Unlock a world of possibilities! Login now and discover the exclusive benefits awaiting you.
My Qlik task successfully replicates :
Source and Target tables are all in Oracle. In the below scenario John Doe has two addresses.
In my target database there is a third table that joins Persons with their Addresses.
The target table "Person" looks as follows:
ID (primary key, sequence.next val) | Person_ID_Source | Name |
4 | 5665888 | John Doe |
The target table "Address" looks as follows :
ID (primary key, sequence.nextval) | Person_ID_Source | Street_No | City |
20 | 5665888 | Holland street 123 | New York |
21 | 5665888 | Baker street 456 | New York |
Making the connection via Person_ID_Source I want my third target table "Person_Address" to be filled as follows :
ID (primary key, sequence.nextval) | PersonID | AddressId |
1 | 4 | 20 |
2 | 4 | 21 |
If an Address is deleted at the source, it should disappear from both "Address" and "Person_Address" target tables.
If an Address is updated at the source, it should be updated in "Address" target table.
If an Address is inserted at the source, it should be inserted in "Address" and "Person_Address" target tables.
If a Person is deleted at the source, his addresses should disappear from "Address" and "Person_Address" target tables.
If a Person is inserted at the source, his addresses should be inserted to "Address" and "Person_Address" target tables.
How would I include these operations in a Task?
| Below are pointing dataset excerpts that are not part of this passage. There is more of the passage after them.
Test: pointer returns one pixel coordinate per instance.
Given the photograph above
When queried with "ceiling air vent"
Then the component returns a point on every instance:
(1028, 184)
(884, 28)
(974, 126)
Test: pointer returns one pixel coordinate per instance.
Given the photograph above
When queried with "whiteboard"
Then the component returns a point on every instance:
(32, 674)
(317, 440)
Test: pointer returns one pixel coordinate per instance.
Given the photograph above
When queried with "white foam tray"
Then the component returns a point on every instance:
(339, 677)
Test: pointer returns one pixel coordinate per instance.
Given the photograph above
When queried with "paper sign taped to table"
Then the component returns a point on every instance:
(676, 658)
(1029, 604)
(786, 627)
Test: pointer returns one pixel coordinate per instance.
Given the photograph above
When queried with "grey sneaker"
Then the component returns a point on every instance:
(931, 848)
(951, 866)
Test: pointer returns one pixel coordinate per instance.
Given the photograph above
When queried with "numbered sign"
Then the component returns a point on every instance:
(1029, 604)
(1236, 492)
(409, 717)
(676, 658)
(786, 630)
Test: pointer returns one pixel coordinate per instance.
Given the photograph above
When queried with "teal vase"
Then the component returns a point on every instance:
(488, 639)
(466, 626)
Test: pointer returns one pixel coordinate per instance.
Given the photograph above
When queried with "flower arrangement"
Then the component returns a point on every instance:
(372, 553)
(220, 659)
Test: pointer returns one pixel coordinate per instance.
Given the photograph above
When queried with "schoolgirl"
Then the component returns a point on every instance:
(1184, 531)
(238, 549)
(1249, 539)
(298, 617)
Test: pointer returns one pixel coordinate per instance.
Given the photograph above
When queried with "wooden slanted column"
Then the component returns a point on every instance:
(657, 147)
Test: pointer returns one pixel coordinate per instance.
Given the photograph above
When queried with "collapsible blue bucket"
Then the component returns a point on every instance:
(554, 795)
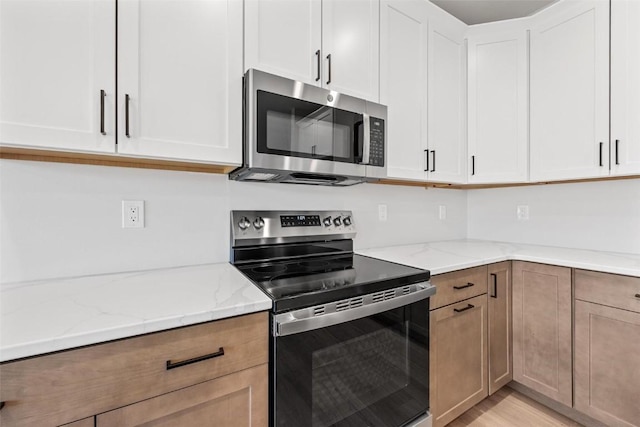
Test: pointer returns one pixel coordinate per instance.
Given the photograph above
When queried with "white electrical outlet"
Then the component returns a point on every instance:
(382, 213)
(442, 212)
(133, 214)
(522, 212)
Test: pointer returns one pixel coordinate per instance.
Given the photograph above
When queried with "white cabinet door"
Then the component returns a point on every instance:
(570, 91)
(283, 37)
(625, 87)
(350, 44)
(447, 100)
(180, 79)
(403, 85)
(498, 104)
(55, 59)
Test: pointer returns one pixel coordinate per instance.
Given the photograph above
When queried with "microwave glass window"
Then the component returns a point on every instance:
(292, 127)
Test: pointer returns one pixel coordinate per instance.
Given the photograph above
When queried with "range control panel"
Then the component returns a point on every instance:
(281, 226)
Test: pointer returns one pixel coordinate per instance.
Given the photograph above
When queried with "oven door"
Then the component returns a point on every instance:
(368, 371)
I'm asking for CDC and Full load.
Thanks a million.
Does the 'Person_Address' table not appear on the source and is maintained there?
Replication of that 3rd source table should take care of it all.
Replicate strictly does ONE-on-ONE row processing. It is NOT an Informatica or similar tool. You cannot use CDC to fix a broken source DB design.
An action (or the existence for full-load) on one row in one table will create an action on one row the assigned target table for that source table. There is NO option to impact a second row (but you can do source or target lookups on other rows).
Now the target DB might have a TRIGGER which could try to impact other tables , like in your example a target DB trigger could impact 'person address'. Now DELETE would be easy, but INSERTS would be impossible because of lack of context. When an address is created, no person is known yet. But wouldn't the source application also update its 'Person_Address' table and that table would simply also be replicated?
Without the source making recognizable row changes, I get the feeling that you'll end up building an application module on the target OR PERHAPS A VIEW which consolidates your person/address data on a regular (hourly? Daily) basis to maintain, expose, desired new connections which do not come with the raw base tables.
Groetjes,
Hein.
I
Does the 'Person_Address' table not appear on the source and is maintained there?
Replication of that 3rd source table should take care of it all.
Replicate strictly does ONE-on-ONE row processing. It is NOT an Informatica or similar tool. You cannot use CDC to fix a broken source DB design.
An action (or the existence for full-load) on one row in one table will create an action on one row the assigned target table for that source table. There is NO option to impact a second row (but you can do source or target lookups on other rows).
Now the target DB might have a TRIGGER which could try to impact other tables , like in your example a target DB trigger could impact 'person address'. Now DELETE would be easy, but INSERTS would be impossible because of lack of context. When an address is created, no person is known yet. But wouldn't the source application also update its 'Person_Address' table and that table would simply also be replicated?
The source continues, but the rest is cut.